Inflação em SP acelera na 2ª leitura do mês e supera previsão

IPC-Fipe sobe 0,89% contra alta de 0,68% na primeira prévia; alimentos, vestuário e habitação puxam alta

Reuters e Agência Estado,

20 de maio de 2008 | 07h06

A inflação ao consumidor em São Paulo acelerou mais que o esperado na segunda leitura de maio, impactada pelos maiores preços de alimentos, vestuário e habitação. O Índice de Preços ao Consumidor (IPC) subiu 0,89% na segunda quadrissemana deste mês, a alta mais expressiva desde a terceira quadrissemana de dezembro de 2007, informou nesta terça-feira, 20, a Fundação Instituto de Pesquisas Econômicas (Fipe).  Veja também:Entenda a crise dos alimentos Entenda os principais índices de inflação  Lula convoca a população para evitar o retorno da inflação Os preços do grupo Alimentação, grande responsável pela inflação do período, tiveram avanço de 1,77%, acima da variação positiva anterior de 1,23%. Os custos de Habitação também aceleraram a alta, para 0,65% na segunda leitura, contra 0,52% na primeira.
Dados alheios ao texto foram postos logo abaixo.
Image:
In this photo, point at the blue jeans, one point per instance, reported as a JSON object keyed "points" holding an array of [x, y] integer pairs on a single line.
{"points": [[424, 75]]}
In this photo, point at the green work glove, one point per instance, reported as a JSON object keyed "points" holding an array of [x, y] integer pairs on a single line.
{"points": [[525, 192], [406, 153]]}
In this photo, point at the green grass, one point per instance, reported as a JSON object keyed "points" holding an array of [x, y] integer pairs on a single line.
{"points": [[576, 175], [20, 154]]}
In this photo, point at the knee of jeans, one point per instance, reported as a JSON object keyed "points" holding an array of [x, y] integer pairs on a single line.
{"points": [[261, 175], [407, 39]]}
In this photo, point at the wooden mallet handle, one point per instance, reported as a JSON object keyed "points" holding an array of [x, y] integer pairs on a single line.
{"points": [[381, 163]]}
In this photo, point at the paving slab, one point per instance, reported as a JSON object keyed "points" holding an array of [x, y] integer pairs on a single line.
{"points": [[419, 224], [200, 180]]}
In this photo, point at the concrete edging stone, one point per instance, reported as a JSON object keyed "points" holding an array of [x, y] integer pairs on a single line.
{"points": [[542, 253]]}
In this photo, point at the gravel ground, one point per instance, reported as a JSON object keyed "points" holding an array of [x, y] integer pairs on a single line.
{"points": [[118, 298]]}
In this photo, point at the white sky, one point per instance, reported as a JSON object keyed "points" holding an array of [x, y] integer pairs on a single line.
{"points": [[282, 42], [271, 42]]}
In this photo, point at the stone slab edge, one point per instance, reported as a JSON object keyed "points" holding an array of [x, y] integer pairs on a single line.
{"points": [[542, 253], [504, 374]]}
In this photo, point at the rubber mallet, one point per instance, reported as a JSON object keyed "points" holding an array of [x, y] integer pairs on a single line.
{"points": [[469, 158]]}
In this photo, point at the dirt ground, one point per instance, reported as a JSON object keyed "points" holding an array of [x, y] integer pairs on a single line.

Os de Vestuário avançaram 1,22%, ante alta anterior de 0,80%.  Mantiveram-se com forte variação positiva os preços de Saúde, de 1,23%, embora ligeiramente abaixo da elevação de 1,28% da primeira quadrissemana.  Previsão O coordenador do Índice de Preços aos Consumidor (IPC), Márcio Nakane, aumentou nesta terça, de maneira expressiva, de 0,72% para 1,01%, a previsão de inflação para a capital paulista no final de maio. De acordo com ele, a revisão foi provocada pela aceleração que vem sendo mostrada pelo indicador nos últimos levantamentos e pela expectativa de que este movimento continue nas próximas divulgações. "Não houve novidades qualitativas, pois o quadro é o mesmo dos levantamentos anteriores, com os mesmo itens pressionando a inflação", disse Nakane, referindo-se especificamente às variações dos preços do arroz (13,84%), do pão francês (7,24%), da carne bovina (2,51%) e do leite Longa Vida (4,20%). "A mudança na projeção foi feita porque esperamos uma manutenção da aceleração do IPC no decorrer do mês", explicou o coordenador. Para o final de 2008, o coordenador preferiu não modificar a expectativa. Ele continua com uma alta prevista de 4,50%. Nos últimos 12 meses encerrados até a segunda quadrissemana de maio, o IPC da Fipe acumulou alta de 4,66%, a maior taxa neste tipo de comparação desde a segunda quadrissemana de outubro de 2007, quando atingiu a marca de 4,74%.  O IPC mede a variação dos preços no município de São Paulo de famílias com renda até 20 salários mínimos.